What is a Neural Network?
A neural network, at its most basic level, can be thought of as a function that consists of an input, a transformation process, and an output. One helpful analogy for this is the Plinko game in The Price is Right. The game consists of a contestant dropping a chip at the top of a board which then bounces, seemingly randomly, through a field of pegs before landing in one of several slots.
What makes this analogy especially appropriate is that the relationship between the input (starting position of the chip) and the output (the slot at the bottom of the board) is completely obscured by the complexity of the pathway; there is no way to tell the exact path the chip will take based on the starting position. This is what is typically meant when a neural network is referred to as a black box.
While a process that produces random outputs is useful in a game of chance, it is less useful when trying to utilize machines for decision-making. The power of neural networks comes through the training process. This consists of minor adjustments to the transformation process based on repeated evaluations of inputs. To continue the Plinko analogy, this could be thought of as allowing the contestants to move the pegs. After dropping chips potentially millions of times and looking at the output distribution, the contestant would be allowed to make slight changes to the location each of the pegs and repeat the process. If the overall total winnings increased then they would move each of the pegs further in the same direction. If the overall total winnings decreased they would move them in the opposite direction. This process, known as back propagation, is repeated over and over until an optimized peg configuration is found. The distance that the pegs are allowed to be moved each iteration is called the learning rate, the number of chips we use each time is called the batch size, and each training iteration is called an epoch.

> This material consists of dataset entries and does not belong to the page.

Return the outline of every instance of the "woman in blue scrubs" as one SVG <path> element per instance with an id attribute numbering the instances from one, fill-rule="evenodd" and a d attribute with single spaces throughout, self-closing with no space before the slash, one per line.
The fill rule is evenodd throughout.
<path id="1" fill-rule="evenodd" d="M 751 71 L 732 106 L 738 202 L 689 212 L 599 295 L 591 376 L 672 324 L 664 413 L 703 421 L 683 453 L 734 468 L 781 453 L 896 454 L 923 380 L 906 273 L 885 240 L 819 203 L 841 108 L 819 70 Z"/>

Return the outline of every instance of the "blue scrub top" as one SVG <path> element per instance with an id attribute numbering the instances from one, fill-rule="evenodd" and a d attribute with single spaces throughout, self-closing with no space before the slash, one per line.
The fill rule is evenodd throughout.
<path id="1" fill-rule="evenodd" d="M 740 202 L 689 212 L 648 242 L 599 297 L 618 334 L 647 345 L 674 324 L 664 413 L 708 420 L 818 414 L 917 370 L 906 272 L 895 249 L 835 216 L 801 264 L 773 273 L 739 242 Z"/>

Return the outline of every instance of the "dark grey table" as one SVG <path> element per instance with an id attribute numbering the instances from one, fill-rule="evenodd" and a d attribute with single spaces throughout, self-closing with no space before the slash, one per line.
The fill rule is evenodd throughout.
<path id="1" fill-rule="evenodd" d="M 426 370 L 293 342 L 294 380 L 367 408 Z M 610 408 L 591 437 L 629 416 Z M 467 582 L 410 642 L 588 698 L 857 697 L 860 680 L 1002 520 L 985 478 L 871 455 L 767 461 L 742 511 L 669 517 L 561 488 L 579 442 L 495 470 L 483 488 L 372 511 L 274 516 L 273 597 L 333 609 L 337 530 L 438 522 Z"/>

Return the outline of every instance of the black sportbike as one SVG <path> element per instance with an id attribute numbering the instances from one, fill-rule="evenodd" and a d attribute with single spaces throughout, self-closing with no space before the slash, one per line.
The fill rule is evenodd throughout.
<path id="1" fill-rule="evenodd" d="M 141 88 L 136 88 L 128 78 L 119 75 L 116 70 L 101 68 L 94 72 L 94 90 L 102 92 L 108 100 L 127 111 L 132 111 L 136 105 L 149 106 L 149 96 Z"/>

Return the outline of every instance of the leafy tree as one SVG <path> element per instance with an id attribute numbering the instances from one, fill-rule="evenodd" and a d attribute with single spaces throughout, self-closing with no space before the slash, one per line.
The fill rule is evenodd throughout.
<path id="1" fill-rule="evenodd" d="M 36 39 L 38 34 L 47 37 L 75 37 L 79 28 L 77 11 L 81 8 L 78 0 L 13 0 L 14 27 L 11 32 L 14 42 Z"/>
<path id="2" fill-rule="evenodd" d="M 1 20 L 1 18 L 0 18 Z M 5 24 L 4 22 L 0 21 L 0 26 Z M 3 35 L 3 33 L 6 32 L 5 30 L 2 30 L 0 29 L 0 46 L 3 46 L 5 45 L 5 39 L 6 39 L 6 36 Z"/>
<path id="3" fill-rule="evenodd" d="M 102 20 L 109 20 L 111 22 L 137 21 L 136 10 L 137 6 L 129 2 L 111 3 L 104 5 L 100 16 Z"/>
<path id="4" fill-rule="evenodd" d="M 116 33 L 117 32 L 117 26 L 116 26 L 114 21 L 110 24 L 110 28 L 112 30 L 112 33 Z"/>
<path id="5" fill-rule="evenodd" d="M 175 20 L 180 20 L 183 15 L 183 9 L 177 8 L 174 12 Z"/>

While it would be tempting just to create channels with the pegs to force the outcome that you want, this is what is known in the machine-learning world as overfitting. Because the data that we train on (the starting position of the chips that we use to optimize the pegs) is rarely the exact positions that we would see when we are actually playing the game, we want to make sure that the final configuration works universally rather than just for the positions that we use to train. What we sacrifice in perfection with our training accuracy we will make up for with a generalized model that will be more successful over time in different situations.

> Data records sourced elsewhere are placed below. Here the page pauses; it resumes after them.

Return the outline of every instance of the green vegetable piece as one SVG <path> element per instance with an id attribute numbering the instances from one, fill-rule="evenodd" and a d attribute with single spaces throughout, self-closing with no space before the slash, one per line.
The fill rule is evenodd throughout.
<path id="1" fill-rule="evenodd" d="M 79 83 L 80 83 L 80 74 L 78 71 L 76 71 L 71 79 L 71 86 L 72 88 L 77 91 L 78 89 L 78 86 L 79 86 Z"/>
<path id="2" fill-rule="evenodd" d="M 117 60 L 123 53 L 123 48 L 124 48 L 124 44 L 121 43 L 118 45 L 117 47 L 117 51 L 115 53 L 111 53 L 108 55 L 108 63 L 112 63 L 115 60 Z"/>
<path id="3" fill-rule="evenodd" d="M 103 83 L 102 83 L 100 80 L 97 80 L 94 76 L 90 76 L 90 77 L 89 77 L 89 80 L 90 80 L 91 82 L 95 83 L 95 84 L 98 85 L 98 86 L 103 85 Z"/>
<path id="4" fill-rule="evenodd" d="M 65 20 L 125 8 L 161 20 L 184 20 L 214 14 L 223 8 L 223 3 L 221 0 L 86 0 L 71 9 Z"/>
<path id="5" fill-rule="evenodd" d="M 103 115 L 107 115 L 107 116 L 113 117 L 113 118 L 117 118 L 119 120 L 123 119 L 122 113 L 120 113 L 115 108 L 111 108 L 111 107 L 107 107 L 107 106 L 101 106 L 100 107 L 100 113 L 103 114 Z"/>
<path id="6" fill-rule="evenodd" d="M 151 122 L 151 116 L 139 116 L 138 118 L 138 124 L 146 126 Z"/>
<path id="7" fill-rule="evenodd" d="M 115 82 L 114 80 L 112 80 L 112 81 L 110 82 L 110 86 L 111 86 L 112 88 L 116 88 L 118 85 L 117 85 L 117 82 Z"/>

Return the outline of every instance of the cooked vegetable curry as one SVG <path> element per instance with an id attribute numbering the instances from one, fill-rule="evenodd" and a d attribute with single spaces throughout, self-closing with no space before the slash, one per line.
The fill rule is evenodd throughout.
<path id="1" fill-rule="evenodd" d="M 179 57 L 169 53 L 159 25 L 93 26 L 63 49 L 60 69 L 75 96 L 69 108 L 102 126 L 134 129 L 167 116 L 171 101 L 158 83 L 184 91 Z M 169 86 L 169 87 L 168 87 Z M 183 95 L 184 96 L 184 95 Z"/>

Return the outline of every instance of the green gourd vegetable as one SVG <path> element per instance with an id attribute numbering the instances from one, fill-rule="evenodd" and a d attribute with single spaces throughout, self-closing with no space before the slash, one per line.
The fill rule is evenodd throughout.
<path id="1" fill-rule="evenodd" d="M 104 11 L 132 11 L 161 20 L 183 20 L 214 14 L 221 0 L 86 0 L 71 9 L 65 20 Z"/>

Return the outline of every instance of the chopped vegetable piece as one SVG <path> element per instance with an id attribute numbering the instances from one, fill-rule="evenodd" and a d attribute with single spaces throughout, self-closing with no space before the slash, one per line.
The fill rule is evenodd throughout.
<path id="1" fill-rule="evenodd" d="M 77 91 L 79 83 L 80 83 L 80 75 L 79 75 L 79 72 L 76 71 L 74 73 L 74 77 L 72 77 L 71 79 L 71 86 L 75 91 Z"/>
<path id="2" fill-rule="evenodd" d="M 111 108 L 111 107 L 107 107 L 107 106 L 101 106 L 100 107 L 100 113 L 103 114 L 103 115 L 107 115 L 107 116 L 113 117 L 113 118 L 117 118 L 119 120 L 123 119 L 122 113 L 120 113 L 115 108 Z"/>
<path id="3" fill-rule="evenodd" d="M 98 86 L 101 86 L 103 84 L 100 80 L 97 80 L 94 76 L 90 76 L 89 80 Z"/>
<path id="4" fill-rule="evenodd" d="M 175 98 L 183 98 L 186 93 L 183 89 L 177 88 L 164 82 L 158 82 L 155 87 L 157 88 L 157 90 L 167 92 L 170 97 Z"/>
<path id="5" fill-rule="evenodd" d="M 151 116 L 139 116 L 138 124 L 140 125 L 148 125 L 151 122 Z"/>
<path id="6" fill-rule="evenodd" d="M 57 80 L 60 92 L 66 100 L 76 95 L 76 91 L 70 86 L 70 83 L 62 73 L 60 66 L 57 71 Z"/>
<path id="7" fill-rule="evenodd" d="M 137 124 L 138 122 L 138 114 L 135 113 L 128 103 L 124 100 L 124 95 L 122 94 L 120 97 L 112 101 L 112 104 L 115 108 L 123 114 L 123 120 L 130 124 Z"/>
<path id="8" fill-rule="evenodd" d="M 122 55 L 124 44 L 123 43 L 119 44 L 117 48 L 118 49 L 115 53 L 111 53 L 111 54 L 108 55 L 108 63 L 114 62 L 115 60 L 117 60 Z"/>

Up to this point we have only discussed the transformation process as an abstract concept. What it actually consists of is a specified number of layers (rows of pegs) each with a specified size (numbers of pegs per row). The actual composition of these layers is determined during the training process with only generalized guidelines as to how many or how large they should be.
Continuing to describe neural networks in more detail is beyond the scope of this overview in part because the technicalities of their implementation extends beyond the Plinko analogy. However, it was a useful tool for describing the process of overall process works.